According to the National Catholic Register, the Minnesota Catholic Conference, which represents all six dioceses in the state, formally asked the governor in both 2022 and 2023 for a modest security grant. Their request wasn’t out of left field. In fact, it followed the horrifying 2023 school shooting at The Covenant School in Nashville — a private Christian institution where three children and three adults were gunned down by a 28-year-old who identified as transgender.
The letter to Gov. Walz was direct: “Our schools are under attack.” And with 72,000 students attending nonpublic schools — Catholic, Jewish, Muslim, and Christian — the plea was straightforward: Don’t exclude them from the state’s sweeping $50 million Building and Cyber Security Grant Program.
But they were excluded. Completely.
Public schools got their grants. Catholic schools and other nonpublic institutions were shut out, despite being full of Minnesota families who pay the same taxes as everyone else. And despite bipartisan support in the House, Gov. Walz refused to call a special session to push the bill forward. The request wasn’t even radical — $44 per student for basic security. For reference, that’s about the cost of a single pizza party or a basic backpack — and it could mean the difference between life and death.

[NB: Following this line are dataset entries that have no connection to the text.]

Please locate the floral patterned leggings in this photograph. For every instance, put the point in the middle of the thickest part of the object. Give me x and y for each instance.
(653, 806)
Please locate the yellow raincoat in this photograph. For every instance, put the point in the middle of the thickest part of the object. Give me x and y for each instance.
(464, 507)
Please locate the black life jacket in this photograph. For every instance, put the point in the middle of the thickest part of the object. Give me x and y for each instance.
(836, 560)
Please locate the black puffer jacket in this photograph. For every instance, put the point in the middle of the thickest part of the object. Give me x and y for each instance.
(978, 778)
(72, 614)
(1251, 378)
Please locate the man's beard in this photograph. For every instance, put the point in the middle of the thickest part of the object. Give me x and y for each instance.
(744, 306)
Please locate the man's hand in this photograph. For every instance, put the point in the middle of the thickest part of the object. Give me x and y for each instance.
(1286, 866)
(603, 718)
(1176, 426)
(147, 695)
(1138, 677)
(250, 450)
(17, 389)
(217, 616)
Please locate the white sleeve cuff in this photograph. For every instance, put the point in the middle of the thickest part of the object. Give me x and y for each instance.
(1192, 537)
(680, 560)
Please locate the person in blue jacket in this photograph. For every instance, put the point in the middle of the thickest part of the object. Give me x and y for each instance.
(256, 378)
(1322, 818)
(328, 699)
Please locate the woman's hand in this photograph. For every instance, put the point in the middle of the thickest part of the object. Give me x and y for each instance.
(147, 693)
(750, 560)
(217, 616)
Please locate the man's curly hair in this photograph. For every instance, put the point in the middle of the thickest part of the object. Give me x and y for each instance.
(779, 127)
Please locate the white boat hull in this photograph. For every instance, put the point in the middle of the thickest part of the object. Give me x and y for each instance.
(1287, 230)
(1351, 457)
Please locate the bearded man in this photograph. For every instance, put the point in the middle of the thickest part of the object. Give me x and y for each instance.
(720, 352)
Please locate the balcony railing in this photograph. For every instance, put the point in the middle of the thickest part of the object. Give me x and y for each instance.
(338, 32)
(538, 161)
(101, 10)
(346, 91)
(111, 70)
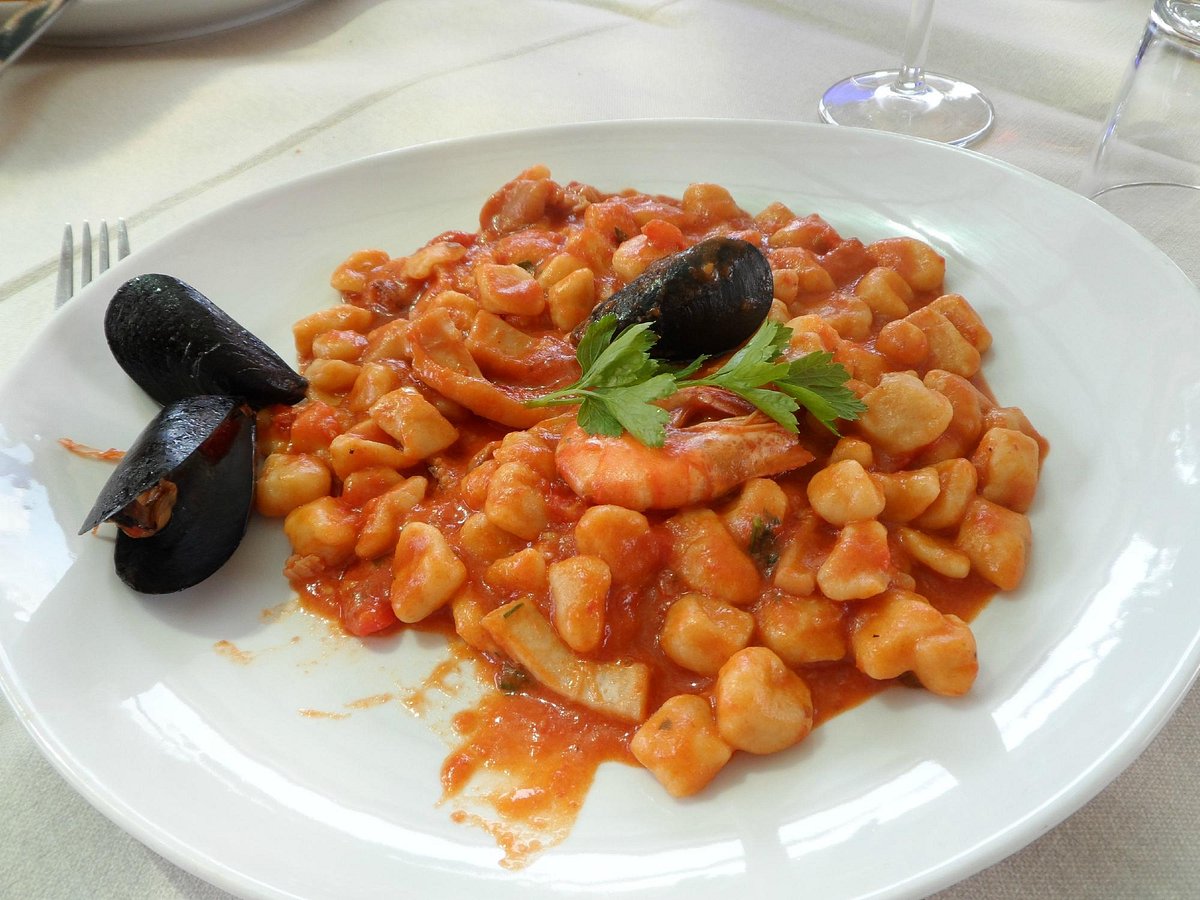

While refusing that minimal funding, Walz was busy spending taxpayer dollars to declare Minnesota a “trans refuge state” — a move that used state money to help people, including minors from other states, obtain so-called gender-affirming care.
That’s where his priorities were.
Now, fast forward to a heartbreaking incident at Annunciation Catholic School in Minneapolis. Two dead, 14 injured — all victims of a shooter who identified as transgender. The same category of individuals Walz prioritized for taxpayer-funded sanctuary, while denying basic protection to the very schools now under fire. Literally.
It’s hard not to see the painful irony here. One side asked for help. The other side had the power — and the budget — to offer it. But the response was silence.